To be fair, wapsie came across as fairly condescending and dismissive as well. If someone is going to dismiss large swaths of theology (those with judgmental interventionist god(s)) it seems incumbent upon them to articulate why their theology is superior to those they are calling “infantile”.

Comment #74: Brandon  on  11/15  at  06:15 AM

Brandon, I’m not sure why it’s necessary to explain why a judgmental god is less mature and desireable than a NON-judgmental god on a site that values, well, non-judgmental-ness.
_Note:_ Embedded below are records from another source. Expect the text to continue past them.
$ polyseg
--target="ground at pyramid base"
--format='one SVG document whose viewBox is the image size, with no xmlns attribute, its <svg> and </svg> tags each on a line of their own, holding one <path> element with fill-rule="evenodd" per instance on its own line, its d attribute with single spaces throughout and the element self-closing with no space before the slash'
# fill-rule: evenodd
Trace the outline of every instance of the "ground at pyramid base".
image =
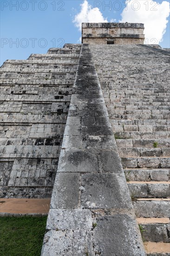
<svg viewBox="0 0 170 256">
<path fill-rule="evenodd" d="M 51 198 L 43 256 L 170 255 L 170 52 L 116 24 L 0 70 L 0 201 Z"/>
</svg>

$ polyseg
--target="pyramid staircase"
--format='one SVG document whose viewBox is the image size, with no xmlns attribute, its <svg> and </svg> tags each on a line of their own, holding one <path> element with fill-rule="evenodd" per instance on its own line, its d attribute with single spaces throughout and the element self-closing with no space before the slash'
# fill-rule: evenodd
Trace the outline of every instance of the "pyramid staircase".
<svg viewBox="0 0 170 256">
<path fill-rule="evenodd" d="M 91 46 L 148 256 L 170 255 L 170 57 Z"/>
</svg>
The fact that you can reconcile it with science only means that you’ve gutted it of everything of substance, everything that could possibly be wrong about it. How is that any more mature than a fairy tale?...Anybody can see that the reverse is true - it’s the theology of fundamentalists that represents maturity; yours is just an infantile daydream.

I cannot help but wonder if Chet’s REAL problem is that moderate views are more difficult to effectively mock and malign than radical views.
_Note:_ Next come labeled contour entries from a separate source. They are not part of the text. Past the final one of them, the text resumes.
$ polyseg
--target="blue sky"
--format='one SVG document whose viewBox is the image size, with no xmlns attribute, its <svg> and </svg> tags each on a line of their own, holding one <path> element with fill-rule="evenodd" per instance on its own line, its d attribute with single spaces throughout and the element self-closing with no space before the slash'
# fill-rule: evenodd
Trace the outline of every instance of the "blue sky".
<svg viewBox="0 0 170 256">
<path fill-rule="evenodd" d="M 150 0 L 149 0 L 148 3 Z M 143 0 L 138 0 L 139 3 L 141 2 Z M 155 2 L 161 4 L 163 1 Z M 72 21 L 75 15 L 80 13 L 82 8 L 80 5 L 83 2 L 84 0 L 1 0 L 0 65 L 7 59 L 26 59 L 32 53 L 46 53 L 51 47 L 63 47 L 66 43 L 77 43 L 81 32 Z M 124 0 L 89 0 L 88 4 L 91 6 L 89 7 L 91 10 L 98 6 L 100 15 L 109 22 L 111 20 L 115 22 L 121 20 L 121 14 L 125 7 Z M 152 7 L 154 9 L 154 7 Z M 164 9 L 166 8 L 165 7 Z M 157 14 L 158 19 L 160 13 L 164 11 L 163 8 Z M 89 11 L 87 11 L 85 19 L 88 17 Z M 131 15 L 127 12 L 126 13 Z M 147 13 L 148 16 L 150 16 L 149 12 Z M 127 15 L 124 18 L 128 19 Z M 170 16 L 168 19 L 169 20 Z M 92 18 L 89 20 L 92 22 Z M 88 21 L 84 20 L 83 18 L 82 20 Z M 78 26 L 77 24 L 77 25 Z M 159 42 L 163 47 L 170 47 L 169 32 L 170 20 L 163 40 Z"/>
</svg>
Or, shorter: Be more intolerant so I can look like I’m righteous when I mock you (instead of just intolerant of other worldviews)!

Comment #75: Faye  on  11/15  at  12:42 PM

When I was in third grade, I would get these mysterious marks on the palm of my right hand while sitting in class.  The mark was oily and would wipe off quickly, thankfully.  The mark was circular, and I was sure it had some type of writing in it, kind of like a postal cancellation stamp.  Freaked me out.
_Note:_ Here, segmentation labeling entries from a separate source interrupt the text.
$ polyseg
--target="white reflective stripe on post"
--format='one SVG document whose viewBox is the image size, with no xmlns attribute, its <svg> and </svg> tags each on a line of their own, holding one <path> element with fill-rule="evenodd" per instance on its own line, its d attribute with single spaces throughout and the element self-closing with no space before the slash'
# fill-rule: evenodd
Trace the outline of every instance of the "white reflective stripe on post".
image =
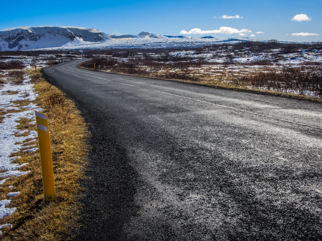
<svg viewBox="0 0 322 241">
<path fill-rule="evenodd" d="M 46 115 L 44 115 L 42 113 L 37 112 L 36 111 L 36 116 L 38 116 L 39 117 L 40 117 L 40 118 L 41 118 L 42 119 L 47 120 L 47 117 L 46 116 Z M 40 128 L 39 129 L 40 129 Z"/>
<path fill-rule="evenodd" d="M 45 131 L 48 132 L 48 128 L 45 126 L 44 126 L 42 125 L 41 125 L 40 124 L 37 124 L 37 127 L 38 127 L 38 129 L 40 129 L 41 130 L 44 130 Z"/>
</svg>

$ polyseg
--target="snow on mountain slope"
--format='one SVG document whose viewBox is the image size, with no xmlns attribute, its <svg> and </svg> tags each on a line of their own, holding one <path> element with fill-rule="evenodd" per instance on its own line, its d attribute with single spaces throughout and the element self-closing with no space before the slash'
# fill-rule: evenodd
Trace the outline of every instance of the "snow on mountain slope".
<svg viewBox="0 0 322 241">
<path fill-rule="evenodd" d="M 104 42 L 109 35 L 93 29 L 75 27 L 23 27 L 0 31 L 0 50 L 68 47 Z"/>
<path fill-rule="evenodd" d="M 141 32 L 137 35 L 126 34 L 125 35 L 111 35 L 111 37 L 113 39 L 126 39 L 128 38 L 145 38 L 150 39 L 166 39 L 169 38 L 187 38 L 185 36 L 172 36 L 170 35 L 162 35 L 150 33 L 148 32 Z"/>
</svg>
I think I finally figured out that the mark was from some fastener on the underside of the desktop.  I’m still not sure where the writing came from.  At any rate, I wasn’t too scared of the beast because the mark just wiped off.

Comment #76: Lefty  on  11/15  at  02:04 PM

Faye, oh, certainly a less judgmental god is more desirable, but I’m not sure how believing in a god that doesn’t happen to be a decent being in your own value system is less “mature”.

I mean if someone believes that god is something that actually exists apart from themselves, and not just a projection of their own desires and moral beliefs, why should it happen to have attributes that are personally preferable to them?

Comment #77: Brandon  on  11/15  at  02:11 PM

Thankfully, 100% of the atheists I’ve met in Real Life have failed to exhibit this level of bombastic bigotry.

Ellen pipes in with the typical arrogance of the theist, I see.

I mean, Waspie pops in to say “oh, your beliefs are so ridiculous and immature; mine are so much better”, and my response is basically “no they’re not”, and I’m the bigot? How does that work?

Oh, right. I’m the atheist, and my lips are moving. Ergo, I’m an intolerant militant.

Brandon, I’m not sure why it’s necessary to explain why a judgmental god is less mature and desireable than a NON-judgmental god on a site that values, well, non-judgmental-ness.

It’s necessary if you’d like us to believe that it’s true. For my own part I see nothing mature in the idea that the being in a position to be the ultimate arbiter of morality in the universe wants you to do whatever you feel like doing. If we were children and God were that kind of parent - the parent who lets their kid stay out all night, drink and smoke, and get into all kinds of dangerous trouble, since they just wanted them to “be happy” - we’d rightly decry them as too immature to be a parent.

So where’s the maturity in a God like that? I don’t see it. The judgmental God is the mature theology; the non-judgmental, non-interventionist God is the God you get when you don’t want to think about it too hard and certainly don’t want your faith to get in the way.

I cannot help but wonder if Chet’s REAL problem is that moderate views are more difficult to effectively mock and malign than radical views.

I was apparently able to mock Waspie’s views enough to be called an intolerant bigot, so no, that doesn’t seem to be my problem.

My problem is that Waspie, you, and Ellen have essentially reversed the meaning of “maturity.”

Comment #78: Chet  on  11/15  at  05:44 PM

Besides - where on Earth did you get the idea that Pandagon.net was a site about not judging? Do you even read the posts, here?

Comment #79: Chet  on  11/15  at  05:46 PM

Okay, am I the only non-fundie person who is still creeped out at the thought of a body part as a daily ID card?  I would totally refuse to do this, thank you very much.